Carl and his mom looked at each other. “The kid’s got a point,” Carl said. “I couldn’t have said it better myself.”
* * *
When Sammy brought the folding cot from the garage into his room, his mother helped him move it in. “Your room is too small for another bed,” she said, but the cot remained because Sammy wanted it there. When he woke in the morning, the first thing he did was look over to see if Kevin had come yet.
He had put a string of Christmas lights in his window so Kevin would know which room was his. And he kept the window ajar at night so if he was sleeping when Kevin came, he could climb right in. He knew Kevin would come at night. He didn’t like going out during the day.
* * *
“All you talk about is Kevin,” Bethan said. “Is he a real person?” She sat down on the cot. “You can tell me.”
“He’s real, Bethan. Kevin is my best friend. He’s going to live with us in our family.”
“Some of my friends say you made him up. The wild kid! They say it was something you saw on TV.”
Sammy gave a big laugh like Kevin, like K-Man. He made his hands into fists. “Ha-ha-ha!” He pointed to his shoes, the laces tied. “He taught me that. He taught me, Bethan. He held my hands and did it with me a million times. He said, ‘They baby you!’ He said, ‘You can do this, Sammy!’ And I did it, and—”
Bethan made the time-out signal in front of his mouth. “Okay, okay, I believe you.”
“Wait till Kevin comes. You’ll see. He’ll tell you himself.”
“Does he know where you live?”
Sammy hadn’t considere
d that. It worried him till he thought of the telephone book with their name in it. “Kevin will call me up,” he shouted at Bethan.
She put her fingers in her ears. “I hear you, Sammy. Does he have a telephone?”
Sammy thought that was very funny. “No! No telephone. No toilet. No TV.” He looked around his room. “No lights. No beds. No bureau. No desk. No chair. No toothbrush. No…no—”
“Time-out,” Bethan yelled. “Okay, he’ll call you from a pay phone. What will he say?”
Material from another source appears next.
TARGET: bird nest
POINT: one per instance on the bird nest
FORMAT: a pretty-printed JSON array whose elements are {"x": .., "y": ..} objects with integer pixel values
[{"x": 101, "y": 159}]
“He’ll say, ‘Hello! Can I talk to my friend, Sammy?’ He’ll say, ‘I’m coming to visit you.’ No, not visit. Live! He’s coming to live in our house, in my room.”
“But you said he lives in the woods.”
“He does, but it’s a secret place.”
“Is he there now?”
“I don’t know,” Sammy admitted. It was one of his worries. Where was Kevin now? Why didn’t he come? What was taking him so long?
31
Sammy wrote Kevin a letter.
Dear Kevin,
I want you to come. I fixed the room. You have a bed and I have a bed. No sleeping on the floor. I have everything ready. Come soon. Thank you.
Love, Sammy
His mother saw him writing. She looked over his shoulder. Sammy covered the paper with his hands.
Since he’d come home, his mother wanted to know where he was and what he was doing every second. She watched him from the window. But, why? He wasn’t going to get lost again. He wasn’t going to leave his bike without his special chain. He wasn’t a baby anymore. He did things. He didn’t have to be watched every minute and be asked about everything.
“Who are you writing to?” his mother asked.
“Private.”
“Private?” She laughed. “I didn’t know we had private secrets. Can I see?”
“No.”
She looked at him. “You’ve changed. You’ve become very stubborn.”